Without dialog, but with brilliant staging, program notes and a few date and event subtitle, the story is nevertheless told powerfully to Glass's insistent music which underlies the singing of verses from the Bagavadgita all in Sanskrit. Although the music was never static, it was repetitious but the events moved along, sometimes because the twelve-person special effects group did amazing things with the many puppets, with simple newspaper, cellophane tape, actual fire on state. Robert Croft became Gandhi although he is far from a tiny little Indian man with big ears. Through acting, clothing and the audience's willing suspension of disbelief, Croft and the large chorus became a morality play.
Driving home I thought what a rich, varied, thought provoking, wonderful life I have found here where I thought there would be little compared to the richness of New York City. I planned to see the opera on my own, but, in fact, Rachel was given a pair of tickets by a season subscriber who was possibly afraid to venture into something new. His loss, our gain. It was Rachel's first opera. She enjoyed it. She is both socially conscious and theatrically knowledgeable and open to new music. This was a far cry from my hope to introduce her to opera with, possibly The Barber of Seville or The Magic Flute.

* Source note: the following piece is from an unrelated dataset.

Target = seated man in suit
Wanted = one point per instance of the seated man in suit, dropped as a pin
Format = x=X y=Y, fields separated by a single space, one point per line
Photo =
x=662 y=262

Gandhi's example lives in the current "Occupy" movement that has sprung up and that is currently in danger of being crushed by various municipalities. The needs of the many continue to demand attention in the face of the greed of the 1% just as was true in the beginning of the last century. 4,000 years ago the Bagavadgita spoke of truths that have endured despite all the wars and massive injustices that have characterized what we call civilization. Wisdom exists, but so few look for it and act on it.
The mid-70s are a surprise! Part of me remains in the 50s -- age, I mean, not decade of 20th century. It's a joy ride, new experiences land in my lap and I've become a better quilter, poet, writer than I expected. It's a rich life for a person never rich financially. Hey, this is what the mid-70s are like!